The partner would, if all goes as anticipated, also include special education students in its pre-K classroom, "but not high need" students, said Libby, at the Dec. 17 meeting.
SAD 28 has begun its process for shaping a 2026-2027 budget, and at the same Dec. 17 meeting, Libby reported that the district continues its balancing for the 'right size staffing to align with enrollment and needs' and has been analyzing every position in the elementary and middle schools.
She had projected last fall that the 15% enrollment decrease at Camden-Rockport Elementary School would eventually stabilize at approximately 295 students (as of October there were 319 students at CRES).
SAD 28 will be finalizing cuts and then talk with teachers this month who will be affected by those cuts, said Libby. The proposed budget will be presented to the board in mid-February.
Meanwhile, the effort to expand pre-K will continue.
"Early intervention is the best investment a community can make and saves money down the road," Libby said.
She said the combined SAD 28 and Five Town CSD (overseeing Camden Hills Regional High School) boards agreed over the last decade to divert all of the CSD Title One federal funding to SAD 28, "because we so firmly believe that early intervention is so important."
That beefs up literacy intervention at the younger grades, she said.
"We believe it is so much better to spend the money in the early grades with literacy intervention than it is to wait until kids are in high school," said Libby.

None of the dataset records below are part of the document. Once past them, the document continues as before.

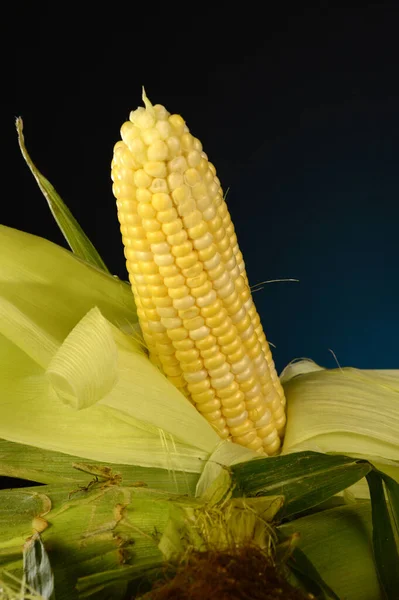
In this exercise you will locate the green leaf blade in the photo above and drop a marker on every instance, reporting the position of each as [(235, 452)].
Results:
[(69, 226)]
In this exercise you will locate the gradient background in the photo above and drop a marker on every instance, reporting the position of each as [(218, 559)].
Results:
[(297, 108)]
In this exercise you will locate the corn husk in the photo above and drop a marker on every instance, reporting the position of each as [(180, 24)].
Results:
[(75, 372), (348, 411)]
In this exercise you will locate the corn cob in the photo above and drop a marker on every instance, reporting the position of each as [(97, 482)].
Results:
[(189, 281)]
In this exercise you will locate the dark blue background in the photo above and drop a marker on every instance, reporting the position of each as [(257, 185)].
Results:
[(298, 109)]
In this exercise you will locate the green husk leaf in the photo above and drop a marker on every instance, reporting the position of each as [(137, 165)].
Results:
[(385, 534), (338, 543), (305, 479), (46, 466), (308, 575), (37, 569), (70, 228)]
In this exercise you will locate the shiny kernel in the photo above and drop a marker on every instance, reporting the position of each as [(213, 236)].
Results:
[(182, 249), (187, 355), (151, 225), (142, 179), (175, 180), (164, 129), (195, 282), (193, 219), (149, 136), (219, 371), (201, 291), (178, 238), (172, 228), (246, 438), (174, 282), (199, 231), (207, 298), (167, 216), (177, 165), (183, 344), (192, 177), (146, 211), (236, 421), (234, 411), (194, 323), (207, 342), (192, 367), (199, 334), (197, 377), (179, 292), (155, 237), (177, 334), (184, 303), (168, 271), (160, 200), (167, 312), (244, 427), (199, 387), (185, 262), (193, 270), (214, 362), (158, 151), (207, 253), (163, 260), (193, 157), (217, 271), (155, 168), (186, 208), (206, 396), (178, 123)]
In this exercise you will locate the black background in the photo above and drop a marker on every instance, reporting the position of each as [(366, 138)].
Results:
[(297, 108)]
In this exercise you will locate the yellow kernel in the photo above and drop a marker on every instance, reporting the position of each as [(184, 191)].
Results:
[(193, 219), (182, 249), (219, 383), (142, 118), (173, 144), (146, 211), (234, 411), (180, 194), (177, 165), (168, 271), (142, 179), (246, 438), (164, 129), (184, 303), (159, 185), (196, 377), (187, 355), (199, 387), (179, 292), (155, 168), (172, 227), (186, 141), (193, 323), (150, 135), (158, 151), (175, 281), (192, 177), (161, 201), (192, 367), (200, 333), (206, 396), (193, 157), (175, 239), (167, 216), (178, 123)]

In return, SAD 28 gives the CSD a larger share of its Title Two (federal funding to improve the quality and effectiveness of teachers, principals, and other school leaders) money to offset what was directed to the lower grades, she said.
"Our current pre-school kids who are in the classroom come into Kindergarten light years ahead of most incoming Kindergarteners, because they have been in our system, they understand things, they know how to be in school, and they hit the ground running," she said. "I think it is one of the single most valuable places we can put our resources."